İzmir’in Kurtuluşu Ödemiş’te Kutlandı
İzmir’in kurtuluşunun 98. Yıldönümü nedeniyle, Ödemiş Hükümet Meydanı önünde tören düzenlendi.
Ödemiş’te CHP Ödemiş İlçe Teşkilatı, ÇYDD, ADD, Eğitim-Sen adına ortak açıklama öncesinde çelenklerin ilk önce CHP adına Ödemiş İlçe Başkanı Hamdi Halis ve ardından ÇYDD ve ADD Adına Ümran Akça Ateş ve Gürcay Işık tarafından aynı anda Atanın huzuruna konması ve ardından bir dakikalık saygı duruşu ve İstiklal Marşının okunması programda yer aldı.
Ödemiş Hükümet Meydanı önünde yapılan törende basın açıklamasını Ödemiş CHP Yönetim Kurulu Üyesi Av. Gözde Yatar yaptı.
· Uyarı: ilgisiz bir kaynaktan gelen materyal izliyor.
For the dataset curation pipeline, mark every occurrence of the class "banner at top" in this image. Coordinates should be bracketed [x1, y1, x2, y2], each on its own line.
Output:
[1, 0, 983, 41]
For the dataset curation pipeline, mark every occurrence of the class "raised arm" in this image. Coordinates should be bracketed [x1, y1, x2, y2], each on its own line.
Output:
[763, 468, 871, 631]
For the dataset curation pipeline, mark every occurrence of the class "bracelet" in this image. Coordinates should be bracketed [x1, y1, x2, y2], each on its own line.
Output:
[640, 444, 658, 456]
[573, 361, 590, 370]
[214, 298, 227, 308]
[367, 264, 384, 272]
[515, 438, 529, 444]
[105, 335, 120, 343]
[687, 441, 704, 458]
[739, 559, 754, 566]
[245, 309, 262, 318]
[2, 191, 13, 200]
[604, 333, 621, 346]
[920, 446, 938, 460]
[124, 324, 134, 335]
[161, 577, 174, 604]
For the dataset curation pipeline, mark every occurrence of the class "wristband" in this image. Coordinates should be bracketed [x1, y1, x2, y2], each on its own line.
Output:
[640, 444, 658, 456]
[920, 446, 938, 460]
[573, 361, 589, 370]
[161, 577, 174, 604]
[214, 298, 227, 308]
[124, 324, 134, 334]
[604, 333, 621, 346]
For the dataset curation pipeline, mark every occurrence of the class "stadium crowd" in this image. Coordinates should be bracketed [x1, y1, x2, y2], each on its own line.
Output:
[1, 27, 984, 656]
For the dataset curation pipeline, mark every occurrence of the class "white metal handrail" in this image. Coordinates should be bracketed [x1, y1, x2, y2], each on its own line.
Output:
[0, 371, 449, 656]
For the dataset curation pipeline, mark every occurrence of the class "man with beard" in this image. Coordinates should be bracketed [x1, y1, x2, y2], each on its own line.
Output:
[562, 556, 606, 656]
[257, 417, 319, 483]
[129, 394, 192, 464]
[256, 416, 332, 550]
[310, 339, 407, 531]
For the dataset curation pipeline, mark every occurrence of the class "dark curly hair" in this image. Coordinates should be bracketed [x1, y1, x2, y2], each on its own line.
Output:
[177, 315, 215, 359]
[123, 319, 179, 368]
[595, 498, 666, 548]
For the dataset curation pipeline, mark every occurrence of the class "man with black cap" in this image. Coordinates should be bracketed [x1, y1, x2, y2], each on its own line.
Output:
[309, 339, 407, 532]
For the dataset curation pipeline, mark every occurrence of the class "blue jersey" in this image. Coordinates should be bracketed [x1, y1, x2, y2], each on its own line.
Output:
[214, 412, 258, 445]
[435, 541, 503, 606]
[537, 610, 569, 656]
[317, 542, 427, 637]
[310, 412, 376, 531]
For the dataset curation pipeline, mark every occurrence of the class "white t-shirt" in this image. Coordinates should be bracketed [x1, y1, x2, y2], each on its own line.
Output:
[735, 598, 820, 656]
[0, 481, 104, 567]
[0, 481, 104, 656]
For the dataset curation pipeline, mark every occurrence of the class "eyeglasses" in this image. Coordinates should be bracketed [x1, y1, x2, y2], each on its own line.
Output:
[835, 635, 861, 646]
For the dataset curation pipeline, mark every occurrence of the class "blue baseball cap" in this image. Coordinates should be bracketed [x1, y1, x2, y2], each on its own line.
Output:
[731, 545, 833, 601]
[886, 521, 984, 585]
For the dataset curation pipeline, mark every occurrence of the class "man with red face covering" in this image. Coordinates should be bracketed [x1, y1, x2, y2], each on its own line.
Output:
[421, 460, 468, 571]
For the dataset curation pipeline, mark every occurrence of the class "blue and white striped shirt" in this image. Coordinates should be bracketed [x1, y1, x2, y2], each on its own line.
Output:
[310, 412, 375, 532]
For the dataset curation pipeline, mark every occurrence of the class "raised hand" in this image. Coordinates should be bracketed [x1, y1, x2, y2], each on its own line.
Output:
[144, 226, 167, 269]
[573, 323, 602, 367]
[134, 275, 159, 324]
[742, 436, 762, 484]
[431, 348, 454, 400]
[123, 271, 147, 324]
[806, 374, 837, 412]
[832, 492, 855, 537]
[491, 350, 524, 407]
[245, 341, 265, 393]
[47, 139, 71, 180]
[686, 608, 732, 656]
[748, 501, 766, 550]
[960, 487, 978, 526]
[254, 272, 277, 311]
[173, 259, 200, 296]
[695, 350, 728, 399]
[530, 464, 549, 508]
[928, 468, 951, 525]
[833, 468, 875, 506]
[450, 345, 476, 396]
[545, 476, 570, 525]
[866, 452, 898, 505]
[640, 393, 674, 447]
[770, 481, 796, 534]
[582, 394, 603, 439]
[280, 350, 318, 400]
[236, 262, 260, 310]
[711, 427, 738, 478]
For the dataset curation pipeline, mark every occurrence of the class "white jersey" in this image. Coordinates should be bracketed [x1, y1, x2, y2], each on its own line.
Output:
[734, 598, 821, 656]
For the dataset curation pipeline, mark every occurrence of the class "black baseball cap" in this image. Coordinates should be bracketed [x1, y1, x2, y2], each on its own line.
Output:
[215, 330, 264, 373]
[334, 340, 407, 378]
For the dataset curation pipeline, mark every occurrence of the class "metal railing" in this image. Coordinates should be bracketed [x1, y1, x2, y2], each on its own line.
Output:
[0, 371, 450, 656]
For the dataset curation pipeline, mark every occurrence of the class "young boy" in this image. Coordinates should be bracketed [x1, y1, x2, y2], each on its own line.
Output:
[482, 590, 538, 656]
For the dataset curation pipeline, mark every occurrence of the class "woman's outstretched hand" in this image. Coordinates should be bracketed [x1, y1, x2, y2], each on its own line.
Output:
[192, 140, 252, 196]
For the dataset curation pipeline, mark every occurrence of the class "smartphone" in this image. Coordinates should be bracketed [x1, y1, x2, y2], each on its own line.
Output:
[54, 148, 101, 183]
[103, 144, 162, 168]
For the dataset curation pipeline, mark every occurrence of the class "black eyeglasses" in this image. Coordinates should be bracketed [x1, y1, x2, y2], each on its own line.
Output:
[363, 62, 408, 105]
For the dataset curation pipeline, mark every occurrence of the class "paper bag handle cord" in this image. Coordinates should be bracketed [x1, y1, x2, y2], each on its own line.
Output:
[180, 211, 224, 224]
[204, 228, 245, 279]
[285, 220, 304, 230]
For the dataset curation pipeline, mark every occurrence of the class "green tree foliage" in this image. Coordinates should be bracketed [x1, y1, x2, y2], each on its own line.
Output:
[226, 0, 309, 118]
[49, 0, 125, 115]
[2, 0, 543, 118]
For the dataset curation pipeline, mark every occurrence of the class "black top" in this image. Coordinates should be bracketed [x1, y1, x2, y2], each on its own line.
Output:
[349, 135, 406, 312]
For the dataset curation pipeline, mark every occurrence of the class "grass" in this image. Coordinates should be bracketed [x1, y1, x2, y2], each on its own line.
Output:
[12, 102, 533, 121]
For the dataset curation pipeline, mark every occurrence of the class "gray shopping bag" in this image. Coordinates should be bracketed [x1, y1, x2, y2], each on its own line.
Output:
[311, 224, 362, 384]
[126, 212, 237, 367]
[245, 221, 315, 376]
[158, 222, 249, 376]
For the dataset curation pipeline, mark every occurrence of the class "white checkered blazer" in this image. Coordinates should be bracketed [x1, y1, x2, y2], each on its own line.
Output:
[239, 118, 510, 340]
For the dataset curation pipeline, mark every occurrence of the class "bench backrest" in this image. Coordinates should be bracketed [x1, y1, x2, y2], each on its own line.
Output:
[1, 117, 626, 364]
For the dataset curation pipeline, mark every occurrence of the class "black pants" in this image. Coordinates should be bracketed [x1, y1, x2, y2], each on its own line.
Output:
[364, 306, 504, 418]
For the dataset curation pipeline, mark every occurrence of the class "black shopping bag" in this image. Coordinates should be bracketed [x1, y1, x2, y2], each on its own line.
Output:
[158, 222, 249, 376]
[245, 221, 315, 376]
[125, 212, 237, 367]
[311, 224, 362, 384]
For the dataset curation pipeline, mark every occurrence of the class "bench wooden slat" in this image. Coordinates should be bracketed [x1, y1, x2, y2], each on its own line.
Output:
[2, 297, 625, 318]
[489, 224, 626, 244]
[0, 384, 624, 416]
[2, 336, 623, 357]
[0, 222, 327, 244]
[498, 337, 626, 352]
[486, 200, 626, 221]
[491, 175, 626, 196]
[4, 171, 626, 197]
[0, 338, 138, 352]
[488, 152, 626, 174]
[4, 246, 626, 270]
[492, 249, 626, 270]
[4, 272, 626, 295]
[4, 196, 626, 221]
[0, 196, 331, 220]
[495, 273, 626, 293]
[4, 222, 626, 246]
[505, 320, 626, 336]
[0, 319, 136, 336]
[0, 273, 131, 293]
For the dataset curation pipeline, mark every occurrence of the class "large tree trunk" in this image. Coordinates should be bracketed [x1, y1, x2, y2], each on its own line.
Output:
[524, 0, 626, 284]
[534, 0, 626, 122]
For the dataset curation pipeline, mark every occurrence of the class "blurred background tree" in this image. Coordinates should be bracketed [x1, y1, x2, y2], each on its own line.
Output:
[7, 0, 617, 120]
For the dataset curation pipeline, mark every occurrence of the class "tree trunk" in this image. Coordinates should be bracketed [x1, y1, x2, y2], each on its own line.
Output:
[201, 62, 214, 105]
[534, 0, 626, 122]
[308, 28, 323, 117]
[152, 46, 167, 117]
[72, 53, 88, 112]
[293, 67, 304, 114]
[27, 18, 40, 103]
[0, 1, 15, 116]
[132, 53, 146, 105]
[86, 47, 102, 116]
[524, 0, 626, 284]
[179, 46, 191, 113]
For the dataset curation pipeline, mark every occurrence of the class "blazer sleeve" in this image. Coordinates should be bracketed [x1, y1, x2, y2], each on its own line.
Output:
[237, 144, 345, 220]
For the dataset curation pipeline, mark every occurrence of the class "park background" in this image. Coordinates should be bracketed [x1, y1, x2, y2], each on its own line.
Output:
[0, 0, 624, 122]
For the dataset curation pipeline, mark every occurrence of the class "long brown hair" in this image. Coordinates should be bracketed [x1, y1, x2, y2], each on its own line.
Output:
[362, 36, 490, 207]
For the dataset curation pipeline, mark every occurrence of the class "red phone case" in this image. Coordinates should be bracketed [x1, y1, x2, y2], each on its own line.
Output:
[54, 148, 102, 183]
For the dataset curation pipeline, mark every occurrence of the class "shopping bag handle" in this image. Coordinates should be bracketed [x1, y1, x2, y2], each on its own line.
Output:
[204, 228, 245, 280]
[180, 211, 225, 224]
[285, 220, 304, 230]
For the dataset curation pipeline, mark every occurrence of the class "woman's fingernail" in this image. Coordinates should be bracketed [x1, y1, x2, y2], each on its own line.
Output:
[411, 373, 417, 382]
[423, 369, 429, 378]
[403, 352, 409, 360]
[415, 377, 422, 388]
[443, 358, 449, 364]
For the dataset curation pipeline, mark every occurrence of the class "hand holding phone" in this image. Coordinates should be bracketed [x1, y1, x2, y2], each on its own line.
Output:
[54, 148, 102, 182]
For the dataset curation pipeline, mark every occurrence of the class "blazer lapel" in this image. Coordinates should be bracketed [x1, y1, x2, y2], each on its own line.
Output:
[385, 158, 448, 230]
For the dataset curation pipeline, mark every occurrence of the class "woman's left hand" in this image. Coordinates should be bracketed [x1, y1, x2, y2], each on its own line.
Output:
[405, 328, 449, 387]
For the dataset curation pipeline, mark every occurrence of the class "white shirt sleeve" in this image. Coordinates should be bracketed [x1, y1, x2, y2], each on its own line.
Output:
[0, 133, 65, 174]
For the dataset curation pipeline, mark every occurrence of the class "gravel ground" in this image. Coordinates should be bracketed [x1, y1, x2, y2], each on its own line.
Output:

Yönetim Kurulu Üyesi Yatar konuşmasında “Bugün 9 Eylül 2020. Ülkemiz için iki önemli günün yıl dönüm tarihi. 98 yıl önce bugün, İzmir Yunan işgalinden kurtuldu. Yunan işgali, Anadolu’da milli mücadelenin başlamasında önemli bir aşamadır. 9 EYLÜL , düşmanın denize döküldüğü gündür. Bugün, Ege Bölgesi ve civarının, sonra da tüm yurdun düşman işgalinden kurtulduğu muazzam gündür.İzmir’de Hükümet Konağına Türk Bayrağı’nın çekildiği gündür. İzmir’in yeniden Türk olduğu gündür. Türk ordusunun 26 Ağustos 1922’de başlayan destanının , Mustafa Kemal Atatürk’ün askeri dehasının , kadınıyla erkeğiyle koca bir ulusun yoktan var olmak ve esaretten kurtulmak için canını ortaya koyuşunun yıl dönümü bugün!
İzmir’imizi medeniyetin ve aydınlığın simgesi kılan, bu onurlu günün 98. Yıl dönümünü kutluyor, İzmirliler olarak bize güç ve gurur veren bu kutlu gün içinbaşta Gazi Mustafa Kemal Atatürk olmak üzere, Kurtuluş Savaşı’nın kahramanlarına, tüm şehit ve gazilerimize, cephelere silah taşıyan analarımıza minnet ve şükranlarımızı sunuyoruz.
9 Eylül, CHP için de çok önemli bir gün! 9 Eylül tarihi, bizim için İzmir’in kurtuluşunu ifade ettiği gibi, aynı zamanda kurtuluştan kuruluşa var olmuş Cumhuriyet Halk Partisinin kuruluşunun 97. Yıl dönümü. Halkın Partisi bugün 97 yaşında! Kutlu olsun.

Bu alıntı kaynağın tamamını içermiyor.